Normativa diramata da Ordine Medici e Odontoiatri di Arezzo

Falsità in certificazione medica 17.1.2011

Falsità in certificazione medica
Da Toscana Medica del 13.1.2011 - Un medico è stato sottoposto a procedimento penale per aver redatto alcuni certificati che attestavano l'esistenza di ipoacusie comportanti la necessità di protesi mediche, senza aver sottoposto a visita medica i pazienti.

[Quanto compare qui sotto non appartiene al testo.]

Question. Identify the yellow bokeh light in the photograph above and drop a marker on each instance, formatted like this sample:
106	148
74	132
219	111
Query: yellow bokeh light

La Corte di Cassazione, con la sentenza n. 42321 del 30/11/2010 pronunciata dalla prima sezione, ha osservato che nella fattispecie non interessava il fatto che la certificazione difficilmente avrebbe potuto avere un contenuto diverso da quello poi realizzato in concreto (trattandosi di persone anziane affette da ipoacusia irreversibile che necessitavano nella maggior parte dei casi di una protesi acustica). Ciò che importa è il fatto che il medico abbia attestato falsamente non che il paziente necessitasse di protesi, ma che quest'ultimo era stato visitato e che era stata constatata la sussistenza di un deficit acustico necessitante una correzione protesica. La Corte di Cassazione ha ricordato che la certificazione, nell'iter amministrativo previsto, è l'atto promotore della procedura di pagamento della protesi, senza la quale la procedura non si poteva attivare. La visita medica all'inizio dell'iter è richiesta a garanzia della sussistenza delle condizioni per l'erogazione del servizio. Non essendo stata regolare la certificazione, diventa irregolare l'intero servizio. Ed ecco la contestazione dei reati di falso e truffa in capo al medico, per i quali è stato condannato.